BERLIN – Eltern sollen künftig deutlich einfacher Kindergeld erhalten. Das Bundeskabinett hat am 18. März 2026 einen Gesetzentwurf beschlossen, der die Auszahlung künftig weitgehend ohne Antrag ermöglichen soll.
Das Kindergeld gehört zu den wichtigsten finanziellen Leistungen für Familien in Deutschland. Es wird monatlich als Steuervergütung ausgezahlt und von der Familienkasse der Bundesagentur für Arbeit überwiesen.
Bereits seit 2024 können Eltern vorausgefüllte Anträge nutzen. Nach der Geburt eines Kindes erhalten sie dazu ein Begrüßungsschreiben der Familienkasse mit einem QR-Code, über den sie den Antrag einfacher stellen können. Künftig soll das Verfahren jedoch noch stärker automatisiert werden.
Auszahlung künftig ohne Antrag möglich
Nach den Plänen der Bundesregierung soll das Gesetz im Jahr 2027 in Kraft treten. Die automatische Auszahlung des Kindergelds soll anschließend schrittweise eingeführt werden.
In einer ersten Phase soll das Kindergeld für weitere Kinder automatisch an Eltern ausgezahlt werden, die bereits Kindergeld für ein älteres Kind erhalten. In einem zweiten Schritt soll das Verfahren auch für das erste Kind gelten.
Damit die Auszahlung ohne Antrag erfolgen kann, müssen bestimmte Voraussetzungen erfüllt sein. So muss mindestens ein Elternteil gemeinsam mit dem Kind in Deutschland leben. Außerdem muss eine Kontoverbindung bekannt sein und mindestens ein Elternteil im Inland arbeiten.
Steuer-ID ermöglicht automatisches Verfahren
Grundlage für das neue Verfahren ist die Steuer-Identifikationsnummer des Kindes. Diese wird vom Bundeszentralamt für Steuern automatisch nach der Geburt vergeben. Die Standesämter melden Geburten über die Meldebehörden an die Finanzverwaltung, die anschließend die Familienkasse informiert.
Für die automatische Auszahlung ist künftig lediglich eine hinterlegte IBAN erforderlich.
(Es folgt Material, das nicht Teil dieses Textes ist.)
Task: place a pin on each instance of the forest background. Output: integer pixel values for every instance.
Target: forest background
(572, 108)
Diese können Bürger bereits heute über das ELSTER-Portal oder die App „IBAN+“ an die Behörden übermitteln.
Das Verfahren folgt dem sogenannten Once-Only-Prinzip. Das bedeutet, dass Bürgerinnen und Bürger bestimmte Daten gegenüber Behörden nur noch einmal angeben müssen.
Weniger Bürokratie für Familien
Nach Angaben des Bundesfinanzministeriums könnten durch das neue System jährlich rund 300.000 Erstanträge auf Kindergeld entfallen.
Sollten bestimmte Voraussetzungen nicht erfüllt sein oder der Familienkasse wichtige Angaben fehlen, erhalten Eltern weiterhin ein Begrüßungsschreiben und können einen vorausgefüllten Antrag ergänzen.
Auch künftig prüft die Familienkasse selbstverständlich, ob ein Anspruch auf Kindergeld besteht. Die bestehenden Kontrollmechanismen bleiben bestehen, um ungerechtfertigte Auszahlungen zu verhindern.
Weitere Investitionen für Familien geplant
Neben der Vereinfachung beim Kindergeld plant die Bundesregierung weitere Maßnahmen zur Unterstützung von Familien. Dazu gehören Investitionen in Kinderbetreuung, Bildung und Digitalisierung.
Von 2026 bis 2029 sollen jährlich rund eine Milliarde Euro in den Ausbau der Kinderbetreuung fließen. Zusätzlich sind 2,5 Milliarden Euro für die Digitalisierung der Schulen vorgesehen. Für Kinder- und Jugendhilfe stehen allein im Jahr 2026 weitere 1,1 Milliarden Euro bereit.
Darüber hinaus arbeitet das Bundesfinanzministerium daran, Verwaltungsverfahren insgesamt einfacher und verständlicher zu gestalten – etwa durch automatisierte Steuererklärungen und bürgerfreundlichere Formulierungen in amtlichen Schreiben.